KS2 pupil, Darcie, from St Thomas’ C of E Primary Academy, Lincolnshire, decided to use her own money to buy biscuits for a local care home to show kindness to the elderly residents there.
Lewis, a KS2 young leader from Holy Trinity Primary School in Halifax, raised an amazing £2000 for two charities by organising a football tournament. His efforts supported the charities ‘Mission with a Vision’ and ‘Andy’s Man Club’.
Lewis shares his story in the video below.
KS3 Young Leaders are also challenged to take on three personal projects to ‘be the change they want to see’ in their community.
Jonathan, a KS3 pupil from Malton School organised a collection of 152 pairs of glasses to donate to the charity ‘Vision Aid Overseas’. He said:
“...just like any other charity Vision Aid Oversea needs donations and support from members of the public.
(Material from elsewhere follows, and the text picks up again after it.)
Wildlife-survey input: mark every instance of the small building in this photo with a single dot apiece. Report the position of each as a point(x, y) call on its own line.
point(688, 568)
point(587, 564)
This enables them to help those in need and allows others to have a life more similar to ours. We are lucky, some others are not, so everyone needs to play their part. Whether it is giving a donation or giving a helping hand, it will allow the charity and those who the charity is helping to thrive.”
Another KS3 pupil, Emily, from Bury Church of England High School, having learnt about the issue of period poverty, organised a cake sale, and with the money raised, purchased sanitary products to donate to ‘The Red Box Project’ in Bury. Emily’s donations helped support girls in her area who were unable to afford these products.
These personal challenges help children and young people to appreciate first-hand how small acts of kindness every day can make a big difference to others. They empower them to grow in confidence and independence and give them a voice to speak out, take action and ‘be the change they want to see’.
"I learnt that one person can make a difference. It felt like I could change someone's day by just doing one act of kindness."